Objectives  The primary objective was to compare in-hospital outcomes of CDT plus anticoagulation with those of anticoagulation alone. The secondary objective was to evaluate the temporal trends in the utilization and outcomes of CDT in the treatment of proximal DVT.

Design, Setting, and Participants  Observational study of patients with a principal discharge diagnosis of proximal or caval DVT from 2005 to 2010 in the Nationwide Inpatient Sample (NIS) database. We compared patients treated with CDT plus anticoagulation with the patients treated with anticoagulation alone. We used propensity scores to construct 2 matched groups of 3594 patients in each group for comparative outcomes analysis.

Main Outcomes and Measures  The primary study outcome was in-hospital mortality. The secondary outcomes included bleeding complications, length of stay, and hospital charges.

Results  Among a total of 90 618 patients hospitalized for DVT (national estimate of 449 200 hospitalizations), 3649 (4.1%) underwent CDT. The CDT utilization rates increased from 2.3% in 2005 to 5.9% in 2010. Based on the propensity-matched comparison, the in-hospital mortality was not significantly different between the CDT and the anticoagulation groups (1.2% vs 0.9%) (OR, 1.40 [95% CI, 0.88-2.25]) (P = .15).
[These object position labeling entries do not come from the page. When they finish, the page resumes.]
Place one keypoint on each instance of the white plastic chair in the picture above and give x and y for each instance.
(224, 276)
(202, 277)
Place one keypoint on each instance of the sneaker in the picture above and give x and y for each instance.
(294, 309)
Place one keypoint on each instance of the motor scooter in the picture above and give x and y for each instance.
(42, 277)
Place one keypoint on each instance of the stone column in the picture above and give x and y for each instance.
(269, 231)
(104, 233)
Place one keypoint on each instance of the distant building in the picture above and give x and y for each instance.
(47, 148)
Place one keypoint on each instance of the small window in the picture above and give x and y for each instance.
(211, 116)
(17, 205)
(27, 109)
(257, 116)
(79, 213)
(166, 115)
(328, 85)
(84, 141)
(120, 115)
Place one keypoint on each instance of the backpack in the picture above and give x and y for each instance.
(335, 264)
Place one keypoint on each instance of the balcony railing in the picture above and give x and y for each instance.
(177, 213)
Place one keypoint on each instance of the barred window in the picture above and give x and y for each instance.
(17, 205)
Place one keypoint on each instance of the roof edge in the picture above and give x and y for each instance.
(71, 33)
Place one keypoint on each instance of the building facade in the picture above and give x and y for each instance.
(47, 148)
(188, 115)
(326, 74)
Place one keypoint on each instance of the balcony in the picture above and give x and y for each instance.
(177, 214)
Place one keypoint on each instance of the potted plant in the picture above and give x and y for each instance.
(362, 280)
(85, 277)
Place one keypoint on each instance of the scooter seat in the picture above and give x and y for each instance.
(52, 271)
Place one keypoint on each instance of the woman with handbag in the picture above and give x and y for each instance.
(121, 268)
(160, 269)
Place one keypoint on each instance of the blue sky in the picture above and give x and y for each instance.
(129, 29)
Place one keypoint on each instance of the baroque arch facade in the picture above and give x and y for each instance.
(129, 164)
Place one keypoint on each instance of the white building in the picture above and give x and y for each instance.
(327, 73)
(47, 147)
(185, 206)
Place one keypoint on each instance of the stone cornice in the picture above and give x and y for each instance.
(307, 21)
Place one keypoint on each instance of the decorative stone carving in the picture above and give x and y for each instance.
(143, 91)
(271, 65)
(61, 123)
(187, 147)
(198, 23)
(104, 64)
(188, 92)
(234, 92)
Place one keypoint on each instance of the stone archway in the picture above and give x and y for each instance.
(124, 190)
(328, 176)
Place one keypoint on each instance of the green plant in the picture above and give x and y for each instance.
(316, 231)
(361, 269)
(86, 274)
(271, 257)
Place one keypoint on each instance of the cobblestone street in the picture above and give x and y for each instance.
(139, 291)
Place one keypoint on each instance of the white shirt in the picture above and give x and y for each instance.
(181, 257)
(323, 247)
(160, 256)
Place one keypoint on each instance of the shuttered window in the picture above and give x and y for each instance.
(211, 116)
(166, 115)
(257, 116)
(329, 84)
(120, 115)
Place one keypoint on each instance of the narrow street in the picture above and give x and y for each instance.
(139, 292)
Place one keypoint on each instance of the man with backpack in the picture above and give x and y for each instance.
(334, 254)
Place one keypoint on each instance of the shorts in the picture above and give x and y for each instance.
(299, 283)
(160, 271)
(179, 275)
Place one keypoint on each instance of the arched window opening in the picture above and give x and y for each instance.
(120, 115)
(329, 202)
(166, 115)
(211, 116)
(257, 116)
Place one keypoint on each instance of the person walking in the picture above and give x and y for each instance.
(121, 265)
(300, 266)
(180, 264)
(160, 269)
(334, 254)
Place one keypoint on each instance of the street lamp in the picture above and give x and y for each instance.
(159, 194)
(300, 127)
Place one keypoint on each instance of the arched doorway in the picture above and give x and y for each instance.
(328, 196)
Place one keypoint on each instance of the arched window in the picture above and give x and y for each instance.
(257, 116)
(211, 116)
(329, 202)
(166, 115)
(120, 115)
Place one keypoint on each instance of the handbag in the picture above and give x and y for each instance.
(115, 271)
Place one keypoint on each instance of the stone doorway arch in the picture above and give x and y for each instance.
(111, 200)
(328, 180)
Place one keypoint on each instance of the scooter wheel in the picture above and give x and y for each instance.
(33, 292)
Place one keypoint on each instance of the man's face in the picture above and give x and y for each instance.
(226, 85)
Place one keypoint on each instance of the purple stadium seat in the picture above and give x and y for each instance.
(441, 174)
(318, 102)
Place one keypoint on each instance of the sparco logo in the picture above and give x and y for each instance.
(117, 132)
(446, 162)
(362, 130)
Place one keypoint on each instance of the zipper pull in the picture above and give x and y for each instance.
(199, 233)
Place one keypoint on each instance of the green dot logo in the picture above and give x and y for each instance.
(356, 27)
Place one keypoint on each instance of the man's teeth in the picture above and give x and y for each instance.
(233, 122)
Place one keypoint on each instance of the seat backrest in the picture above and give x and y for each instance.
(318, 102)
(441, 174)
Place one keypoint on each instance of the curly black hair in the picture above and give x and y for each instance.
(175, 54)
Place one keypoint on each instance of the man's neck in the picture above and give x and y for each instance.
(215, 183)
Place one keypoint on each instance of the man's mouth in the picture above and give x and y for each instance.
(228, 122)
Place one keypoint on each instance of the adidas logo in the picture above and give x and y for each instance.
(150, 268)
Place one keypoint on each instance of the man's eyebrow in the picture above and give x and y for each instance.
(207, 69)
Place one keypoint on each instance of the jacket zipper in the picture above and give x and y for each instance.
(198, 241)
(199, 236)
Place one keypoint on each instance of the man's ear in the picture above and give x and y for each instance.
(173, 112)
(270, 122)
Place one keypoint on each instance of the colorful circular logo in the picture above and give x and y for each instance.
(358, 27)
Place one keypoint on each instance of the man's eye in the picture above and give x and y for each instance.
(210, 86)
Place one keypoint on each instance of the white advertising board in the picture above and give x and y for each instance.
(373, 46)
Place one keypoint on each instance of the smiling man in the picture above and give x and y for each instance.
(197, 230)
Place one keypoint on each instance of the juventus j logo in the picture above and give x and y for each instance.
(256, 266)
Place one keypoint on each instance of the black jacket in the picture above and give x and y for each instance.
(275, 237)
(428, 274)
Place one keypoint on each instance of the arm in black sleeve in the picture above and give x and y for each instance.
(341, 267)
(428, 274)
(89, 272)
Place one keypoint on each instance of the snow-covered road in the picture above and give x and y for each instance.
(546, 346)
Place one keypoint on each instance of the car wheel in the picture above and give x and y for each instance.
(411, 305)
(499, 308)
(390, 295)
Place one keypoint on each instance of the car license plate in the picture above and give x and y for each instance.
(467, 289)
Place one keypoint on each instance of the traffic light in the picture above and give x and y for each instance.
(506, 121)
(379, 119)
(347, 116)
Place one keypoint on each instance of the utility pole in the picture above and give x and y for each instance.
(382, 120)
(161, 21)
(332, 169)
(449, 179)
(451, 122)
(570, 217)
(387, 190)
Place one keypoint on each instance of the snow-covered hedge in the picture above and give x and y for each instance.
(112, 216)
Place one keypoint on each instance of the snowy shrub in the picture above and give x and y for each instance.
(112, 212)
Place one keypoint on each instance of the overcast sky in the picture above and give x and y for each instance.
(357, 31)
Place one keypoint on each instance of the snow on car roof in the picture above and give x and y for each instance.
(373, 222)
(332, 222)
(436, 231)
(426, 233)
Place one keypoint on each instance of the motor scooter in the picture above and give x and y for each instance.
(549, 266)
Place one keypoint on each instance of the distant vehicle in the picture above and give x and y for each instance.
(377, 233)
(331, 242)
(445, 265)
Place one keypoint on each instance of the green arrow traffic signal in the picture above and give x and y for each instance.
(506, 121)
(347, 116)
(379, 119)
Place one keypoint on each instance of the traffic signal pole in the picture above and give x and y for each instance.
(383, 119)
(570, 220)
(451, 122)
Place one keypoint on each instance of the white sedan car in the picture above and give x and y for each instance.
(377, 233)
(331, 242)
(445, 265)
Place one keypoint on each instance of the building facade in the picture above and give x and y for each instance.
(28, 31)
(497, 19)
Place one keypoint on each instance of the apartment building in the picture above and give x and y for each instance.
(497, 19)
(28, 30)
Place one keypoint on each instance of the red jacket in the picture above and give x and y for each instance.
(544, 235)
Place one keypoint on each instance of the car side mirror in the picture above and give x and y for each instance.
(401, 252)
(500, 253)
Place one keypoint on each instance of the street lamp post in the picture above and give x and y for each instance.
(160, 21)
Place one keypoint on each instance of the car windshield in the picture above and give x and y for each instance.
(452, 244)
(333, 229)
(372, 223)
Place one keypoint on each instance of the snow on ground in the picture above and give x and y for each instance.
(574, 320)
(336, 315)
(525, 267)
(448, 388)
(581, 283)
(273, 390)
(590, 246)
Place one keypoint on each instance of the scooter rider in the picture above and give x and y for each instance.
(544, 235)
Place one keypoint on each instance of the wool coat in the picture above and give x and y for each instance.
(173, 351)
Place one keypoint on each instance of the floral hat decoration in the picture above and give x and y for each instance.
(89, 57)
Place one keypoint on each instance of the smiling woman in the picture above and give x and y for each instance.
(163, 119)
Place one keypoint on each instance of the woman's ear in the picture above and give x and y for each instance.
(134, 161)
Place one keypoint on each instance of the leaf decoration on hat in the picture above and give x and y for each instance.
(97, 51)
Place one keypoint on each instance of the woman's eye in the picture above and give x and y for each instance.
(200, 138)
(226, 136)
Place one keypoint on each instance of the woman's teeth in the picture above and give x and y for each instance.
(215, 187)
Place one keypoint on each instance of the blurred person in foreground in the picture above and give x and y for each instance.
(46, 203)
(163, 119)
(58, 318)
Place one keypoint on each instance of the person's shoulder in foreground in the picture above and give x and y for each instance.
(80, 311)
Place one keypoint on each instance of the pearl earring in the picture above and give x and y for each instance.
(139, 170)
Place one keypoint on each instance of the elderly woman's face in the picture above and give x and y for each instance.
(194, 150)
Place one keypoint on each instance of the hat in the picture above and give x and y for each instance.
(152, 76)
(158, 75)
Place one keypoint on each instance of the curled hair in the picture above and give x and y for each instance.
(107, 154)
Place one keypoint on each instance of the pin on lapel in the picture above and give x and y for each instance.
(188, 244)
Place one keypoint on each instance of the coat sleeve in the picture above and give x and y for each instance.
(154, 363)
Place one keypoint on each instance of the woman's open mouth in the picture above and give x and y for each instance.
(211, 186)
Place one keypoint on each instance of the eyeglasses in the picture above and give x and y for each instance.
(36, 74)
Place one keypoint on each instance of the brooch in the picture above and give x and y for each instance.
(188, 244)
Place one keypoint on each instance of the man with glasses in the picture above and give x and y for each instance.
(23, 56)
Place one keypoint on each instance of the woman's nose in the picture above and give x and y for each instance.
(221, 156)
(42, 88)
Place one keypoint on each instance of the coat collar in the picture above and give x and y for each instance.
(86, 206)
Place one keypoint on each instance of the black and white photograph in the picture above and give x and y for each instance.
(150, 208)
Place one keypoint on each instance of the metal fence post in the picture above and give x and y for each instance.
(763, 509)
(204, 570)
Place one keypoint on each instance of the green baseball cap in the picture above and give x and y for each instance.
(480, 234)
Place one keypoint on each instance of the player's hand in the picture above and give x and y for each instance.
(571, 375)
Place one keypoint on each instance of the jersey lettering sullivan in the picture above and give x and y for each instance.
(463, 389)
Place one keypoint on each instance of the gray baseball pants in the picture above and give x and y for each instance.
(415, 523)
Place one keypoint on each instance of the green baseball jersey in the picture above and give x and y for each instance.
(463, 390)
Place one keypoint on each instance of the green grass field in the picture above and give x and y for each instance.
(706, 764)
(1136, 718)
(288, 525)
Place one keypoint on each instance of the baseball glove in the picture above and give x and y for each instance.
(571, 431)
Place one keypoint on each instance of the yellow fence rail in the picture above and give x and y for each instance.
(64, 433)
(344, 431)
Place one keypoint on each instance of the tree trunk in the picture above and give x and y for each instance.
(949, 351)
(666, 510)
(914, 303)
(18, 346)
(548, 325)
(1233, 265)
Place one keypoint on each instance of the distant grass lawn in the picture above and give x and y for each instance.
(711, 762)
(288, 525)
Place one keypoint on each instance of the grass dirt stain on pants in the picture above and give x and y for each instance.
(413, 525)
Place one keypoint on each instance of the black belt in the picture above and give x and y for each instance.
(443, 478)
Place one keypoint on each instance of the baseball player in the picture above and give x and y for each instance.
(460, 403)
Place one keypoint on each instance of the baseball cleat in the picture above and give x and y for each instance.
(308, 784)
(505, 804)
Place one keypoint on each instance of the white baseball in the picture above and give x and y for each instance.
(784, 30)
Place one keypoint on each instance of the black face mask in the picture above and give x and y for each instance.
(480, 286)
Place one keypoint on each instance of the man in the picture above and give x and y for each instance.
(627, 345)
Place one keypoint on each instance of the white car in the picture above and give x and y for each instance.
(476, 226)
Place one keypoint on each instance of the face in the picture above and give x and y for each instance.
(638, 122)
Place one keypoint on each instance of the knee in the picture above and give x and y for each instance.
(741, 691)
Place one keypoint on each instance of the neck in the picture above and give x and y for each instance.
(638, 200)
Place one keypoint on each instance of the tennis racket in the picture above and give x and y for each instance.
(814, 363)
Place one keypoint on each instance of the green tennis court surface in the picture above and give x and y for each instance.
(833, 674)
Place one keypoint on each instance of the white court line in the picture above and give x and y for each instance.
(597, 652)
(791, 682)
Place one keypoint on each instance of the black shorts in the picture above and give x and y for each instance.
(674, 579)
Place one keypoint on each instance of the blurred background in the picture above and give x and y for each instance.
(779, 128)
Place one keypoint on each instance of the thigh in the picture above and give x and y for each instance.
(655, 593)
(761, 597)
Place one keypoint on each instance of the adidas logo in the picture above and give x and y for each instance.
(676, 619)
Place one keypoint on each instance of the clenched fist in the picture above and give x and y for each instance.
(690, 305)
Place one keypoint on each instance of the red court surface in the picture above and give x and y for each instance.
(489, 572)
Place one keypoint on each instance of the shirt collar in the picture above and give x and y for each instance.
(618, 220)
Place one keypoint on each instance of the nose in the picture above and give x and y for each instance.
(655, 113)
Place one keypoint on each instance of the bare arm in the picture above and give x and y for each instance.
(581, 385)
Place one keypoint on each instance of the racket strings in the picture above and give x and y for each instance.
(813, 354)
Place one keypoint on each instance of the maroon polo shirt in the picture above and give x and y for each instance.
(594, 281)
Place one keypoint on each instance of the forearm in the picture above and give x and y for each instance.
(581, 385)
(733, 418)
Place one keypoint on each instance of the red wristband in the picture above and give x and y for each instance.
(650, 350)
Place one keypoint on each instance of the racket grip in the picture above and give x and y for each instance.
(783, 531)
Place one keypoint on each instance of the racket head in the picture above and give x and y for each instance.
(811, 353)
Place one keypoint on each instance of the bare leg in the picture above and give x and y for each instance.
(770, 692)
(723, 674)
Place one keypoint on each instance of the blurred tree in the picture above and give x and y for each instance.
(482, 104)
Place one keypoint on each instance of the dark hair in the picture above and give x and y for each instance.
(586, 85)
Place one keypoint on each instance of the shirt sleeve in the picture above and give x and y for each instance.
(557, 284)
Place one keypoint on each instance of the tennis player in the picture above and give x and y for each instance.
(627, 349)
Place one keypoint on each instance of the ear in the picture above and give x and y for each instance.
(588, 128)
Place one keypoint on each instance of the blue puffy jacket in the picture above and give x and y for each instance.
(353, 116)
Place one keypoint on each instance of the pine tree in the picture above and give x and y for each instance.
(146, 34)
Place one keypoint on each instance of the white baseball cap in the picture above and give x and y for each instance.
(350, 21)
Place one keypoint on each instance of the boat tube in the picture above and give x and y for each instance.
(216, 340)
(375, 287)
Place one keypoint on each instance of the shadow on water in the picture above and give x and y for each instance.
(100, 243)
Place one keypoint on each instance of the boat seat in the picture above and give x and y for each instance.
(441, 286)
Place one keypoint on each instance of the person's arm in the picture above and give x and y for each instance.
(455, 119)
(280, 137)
The rates of blood transfusion (11.1% vs 6.5%) (OR, 1.85 [95% CI, 1.57-2.20]) (P < .001), pulmonary embolism (17.9% vs 11.4%) (OR, 1.69 [95% CI, 1.49-1.94]) (P < .001), intracranial hemorrhage (0.9% vs 0.3%) (OR, 2.72 [95% CI, 1.40-5.30]) (P = .03), and vena cava filter placement (34.8% vs 15.6%) (OR, 2.89 [95% CI, 2.58-3.23]) (P < .001) were significantly higher in the CDT group. The CDT group had longer mean (SD) length of stay (7.2 [5.8] vs 5.0 [4.7] days) (OR, 2.27 [95% CI, 1.49-1.94]) (P < .001) and higher hospital charges ($85 094 [$69 121] vs $28 164 [$42 067]) (P < .001) compared with the anticoagulation group.

Conclusions and Relevance  In this study, we did not find any difference in the mortality between the CDT and the anticoagulation groups, but evidence of higher adverse events was noted in the CDT group. In the context of this observational data and continued improvements in technology, a randomized trial with outcomes such as mortality and postthrombotic syndrome is needed to definitively address this comparative effectiveness.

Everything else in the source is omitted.